Increasing sheep production will not result in higher prices – ICSA

The ICSA has criticised the stance taken by sheep factories on its prediction of a one million head increase in sheep throughput in the coming years.

Earlier this week, Meat Industry Ireland (the association representing meat factories) presented an ambitious plan to the Minister for Agriculture, Michael Creed, for the sheepmeat sector over the next five years.

The plan envisages significant additional lamb output of one million per year built on a programme aimed at rebuilding the national breeding flock to 3m ewes.

However, the ICSA Sheep Chairman John Brooks has questioned how the scheme will benefit Irish sheep farmers.

This is a great proposal for sheep factories. Get farmers to work harder to produce more sheepmeat and the surplus output will help to drive down prices. What’s in this for farmers?”

“There is no indication of any priority being given to securing an increase in incomes above the current average of just €16,000 per annum for sheep farmers,” Brooks said.
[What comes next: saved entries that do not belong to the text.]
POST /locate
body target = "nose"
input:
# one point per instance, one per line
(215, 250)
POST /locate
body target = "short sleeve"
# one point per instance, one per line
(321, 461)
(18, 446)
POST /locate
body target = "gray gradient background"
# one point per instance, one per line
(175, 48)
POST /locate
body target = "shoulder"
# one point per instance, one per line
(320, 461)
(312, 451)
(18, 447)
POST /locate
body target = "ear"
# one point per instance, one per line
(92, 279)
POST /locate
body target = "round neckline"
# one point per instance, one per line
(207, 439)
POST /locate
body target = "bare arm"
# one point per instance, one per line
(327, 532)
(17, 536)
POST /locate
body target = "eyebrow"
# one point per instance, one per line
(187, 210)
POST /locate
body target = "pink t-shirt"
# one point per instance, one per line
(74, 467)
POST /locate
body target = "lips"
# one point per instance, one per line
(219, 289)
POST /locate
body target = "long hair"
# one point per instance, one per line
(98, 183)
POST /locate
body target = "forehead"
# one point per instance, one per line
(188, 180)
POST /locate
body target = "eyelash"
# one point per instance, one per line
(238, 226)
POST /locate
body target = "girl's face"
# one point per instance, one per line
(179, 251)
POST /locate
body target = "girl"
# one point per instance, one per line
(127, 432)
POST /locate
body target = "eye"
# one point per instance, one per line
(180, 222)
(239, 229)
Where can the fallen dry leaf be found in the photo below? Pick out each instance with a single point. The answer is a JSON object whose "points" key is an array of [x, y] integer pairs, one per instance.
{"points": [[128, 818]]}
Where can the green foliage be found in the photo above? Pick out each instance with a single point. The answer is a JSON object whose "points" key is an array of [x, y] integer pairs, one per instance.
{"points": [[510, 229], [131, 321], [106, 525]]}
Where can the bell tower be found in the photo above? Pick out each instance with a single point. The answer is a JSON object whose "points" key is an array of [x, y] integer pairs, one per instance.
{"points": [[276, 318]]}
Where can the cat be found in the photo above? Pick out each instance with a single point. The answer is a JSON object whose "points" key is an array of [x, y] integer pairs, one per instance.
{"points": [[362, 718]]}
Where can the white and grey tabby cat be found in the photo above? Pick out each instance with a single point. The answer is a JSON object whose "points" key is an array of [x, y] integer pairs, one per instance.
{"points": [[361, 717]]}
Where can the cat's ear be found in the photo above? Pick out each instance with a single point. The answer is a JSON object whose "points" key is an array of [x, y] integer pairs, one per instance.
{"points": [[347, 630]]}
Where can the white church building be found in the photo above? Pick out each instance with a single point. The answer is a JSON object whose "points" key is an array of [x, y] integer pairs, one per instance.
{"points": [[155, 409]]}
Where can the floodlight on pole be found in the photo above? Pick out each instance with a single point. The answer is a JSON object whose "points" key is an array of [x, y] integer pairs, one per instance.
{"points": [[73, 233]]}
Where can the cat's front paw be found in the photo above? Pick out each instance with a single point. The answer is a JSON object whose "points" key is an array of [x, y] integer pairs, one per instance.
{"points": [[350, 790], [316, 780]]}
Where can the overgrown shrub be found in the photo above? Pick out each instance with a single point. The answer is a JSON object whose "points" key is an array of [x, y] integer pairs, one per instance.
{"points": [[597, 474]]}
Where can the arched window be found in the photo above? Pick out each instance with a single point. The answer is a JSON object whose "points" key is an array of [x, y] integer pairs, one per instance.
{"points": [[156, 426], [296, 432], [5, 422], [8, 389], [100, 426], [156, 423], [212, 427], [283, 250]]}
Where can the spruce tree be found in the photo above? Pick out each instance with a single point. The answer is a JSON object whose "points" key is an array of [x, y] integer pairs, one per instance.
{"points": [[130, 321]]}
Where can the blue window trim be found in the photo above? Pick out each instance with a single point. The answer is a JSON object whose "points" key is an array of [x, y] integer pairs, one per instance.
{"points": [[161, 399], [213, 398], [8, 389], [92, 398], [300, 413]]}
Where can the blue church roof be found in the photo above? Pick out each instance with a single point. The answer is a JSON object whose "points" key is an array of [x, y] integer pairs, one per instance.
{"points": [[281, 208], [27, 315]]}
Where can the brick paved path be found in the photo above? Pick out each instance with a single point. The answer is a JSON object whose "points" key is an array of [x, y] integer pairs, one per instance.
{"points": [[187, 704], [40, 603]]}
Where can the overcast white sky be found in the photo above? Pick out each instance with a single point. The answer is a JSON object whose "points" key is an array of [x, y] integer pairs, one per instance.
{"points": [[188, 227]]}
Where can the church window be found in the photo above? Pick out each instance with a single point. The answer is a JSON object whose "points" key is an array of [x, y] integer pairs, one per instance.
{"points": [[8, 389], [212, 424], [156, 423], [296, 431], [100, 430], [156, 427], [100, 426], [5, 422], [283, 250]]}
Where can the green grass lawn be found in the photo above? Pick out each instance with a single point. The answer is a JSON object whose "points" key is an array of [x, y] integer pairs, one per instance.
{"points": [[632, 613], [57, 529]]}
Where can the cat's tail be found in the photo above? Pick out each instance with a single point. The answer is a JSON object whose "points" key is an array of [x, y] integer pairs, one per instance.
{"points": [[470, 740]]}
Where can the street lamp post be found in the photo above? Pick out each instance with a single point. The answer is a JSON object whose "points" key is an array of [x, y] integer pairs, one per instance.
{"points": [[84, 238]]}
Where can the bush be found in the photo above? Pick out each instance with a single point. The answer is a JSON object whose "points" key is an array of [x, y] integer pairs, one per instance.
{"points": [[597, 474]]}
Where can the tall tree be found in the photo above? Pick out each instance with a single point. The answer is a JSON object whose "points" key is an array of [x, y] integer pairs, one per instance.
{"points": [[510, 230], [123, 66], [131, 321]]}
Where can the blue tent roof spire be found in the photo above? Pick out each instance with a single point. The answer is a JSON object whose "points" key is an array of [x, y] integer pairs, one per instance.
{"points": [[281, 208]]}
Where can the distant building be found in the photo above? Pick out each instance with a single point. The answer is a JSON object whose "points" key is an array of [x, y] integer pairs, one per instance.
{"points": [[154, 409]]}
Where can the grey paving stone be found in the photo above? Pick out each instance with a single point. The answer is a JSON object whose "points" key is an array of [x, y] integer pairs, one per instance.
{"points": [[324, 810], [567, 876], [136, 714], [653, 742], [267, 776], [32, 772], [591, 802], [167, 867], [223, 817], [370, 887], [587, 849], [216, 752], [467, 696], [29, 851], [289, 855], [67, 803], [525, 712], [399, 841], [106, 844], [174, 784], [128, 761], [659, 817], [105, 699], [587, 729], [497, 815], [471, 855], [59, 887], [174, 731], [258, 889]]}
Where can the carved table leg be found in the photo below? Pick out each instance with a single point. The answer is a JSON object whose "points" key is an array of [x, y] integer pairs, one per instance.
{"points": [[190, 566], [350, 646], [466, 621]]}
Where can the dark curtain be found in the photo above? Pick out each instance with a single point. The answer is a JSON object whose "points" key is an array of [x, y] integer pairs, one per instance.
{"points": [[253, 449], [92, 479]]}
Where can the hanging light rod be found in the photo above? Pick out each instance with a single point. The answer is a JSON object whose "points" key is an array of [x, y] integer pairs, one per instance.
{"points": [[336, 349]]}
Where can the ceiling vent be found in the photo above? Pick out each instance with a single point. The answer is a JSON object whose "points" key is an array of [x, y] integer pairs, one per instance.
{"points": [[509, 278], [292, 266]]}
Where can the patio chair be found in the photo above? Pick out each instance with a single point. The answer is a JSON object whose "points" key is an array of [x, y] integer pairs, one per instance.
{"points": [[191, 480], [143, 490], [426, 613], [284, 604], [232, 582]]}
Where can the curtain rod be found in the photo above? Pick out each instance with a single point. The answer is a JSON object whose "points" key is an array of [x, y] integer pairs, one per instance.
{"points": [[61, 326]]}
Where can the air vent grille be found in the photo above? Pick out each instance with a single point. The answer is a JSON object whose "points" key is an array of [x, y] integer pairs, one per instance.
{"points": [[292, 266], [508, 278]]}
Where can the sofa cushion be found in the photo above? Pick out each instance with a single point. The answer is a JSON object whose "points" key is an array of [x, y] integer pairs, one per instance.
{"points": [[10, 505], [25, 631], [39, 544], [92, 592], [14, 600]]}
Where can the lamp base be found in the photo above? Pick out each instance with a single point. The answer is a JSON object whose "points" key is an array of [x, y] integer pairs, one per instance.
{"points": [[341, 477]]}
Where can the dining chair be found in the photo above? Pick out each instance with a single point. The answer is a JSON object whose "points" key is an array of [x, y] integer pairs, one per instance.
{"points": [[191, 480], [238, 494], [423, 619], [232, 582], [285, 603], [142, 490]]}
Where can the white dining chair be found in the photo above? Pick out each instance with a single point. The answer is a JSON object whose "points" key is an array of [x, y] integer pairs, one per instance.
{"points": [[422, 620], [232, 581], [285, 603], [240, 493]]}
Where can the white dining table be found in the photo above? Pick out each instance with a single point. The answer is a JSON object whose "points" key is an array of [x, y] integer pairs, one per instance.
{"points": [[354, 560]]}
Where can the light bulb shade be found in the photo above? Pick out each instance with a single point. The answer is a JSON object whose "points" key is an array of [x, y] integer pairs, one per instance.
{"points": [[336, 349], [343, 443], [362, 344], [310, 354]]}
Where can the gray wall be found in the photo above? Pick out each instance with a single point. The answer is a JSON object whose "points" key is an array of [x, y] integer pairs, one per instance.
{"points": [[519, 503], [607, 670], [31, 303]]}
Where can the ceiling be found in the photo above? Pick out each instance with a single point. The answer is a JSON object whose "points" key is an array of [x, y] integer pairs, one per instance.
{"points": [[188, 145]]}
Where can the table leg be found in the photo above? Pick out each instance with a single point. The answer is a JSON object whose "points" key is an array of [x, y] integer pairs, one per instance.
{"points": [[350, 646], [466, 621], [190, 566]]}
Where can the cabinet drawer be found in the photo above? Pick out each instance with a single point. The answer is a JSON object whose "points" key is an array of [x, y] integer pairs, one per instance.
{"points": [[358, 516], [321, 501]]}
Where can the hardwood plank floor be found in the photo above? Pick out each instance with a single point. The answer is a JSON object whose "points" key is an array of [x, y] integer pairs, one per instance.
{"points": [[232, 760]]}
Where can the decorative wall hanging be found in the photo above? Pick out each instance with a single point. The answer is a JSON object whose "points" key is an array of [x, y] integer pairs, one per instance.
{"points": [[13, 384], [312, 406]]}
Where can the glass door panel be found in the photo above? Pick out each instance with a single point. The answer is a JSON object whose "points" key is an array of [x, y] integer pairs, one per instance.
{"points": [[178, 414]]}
Brooks also said that farmers have seen the meat industry pulling prices when numbers have increased slightly.

“Experience would suggest that increased production does not equate to increased prices, in fact, it is quite the opposite.

“The beneficiaries in the long term would be the processors alone,” he said.

The ICSA representative also said that these proposals would place an even greater cost burden onto sheep farmers, including EID tagging, when there is no evidence of any real benefit to the producer.

“ICSA believes that any development plan for the sheepmeat sector should have the interests of the producer at its core and look at ways to boost income”, he said.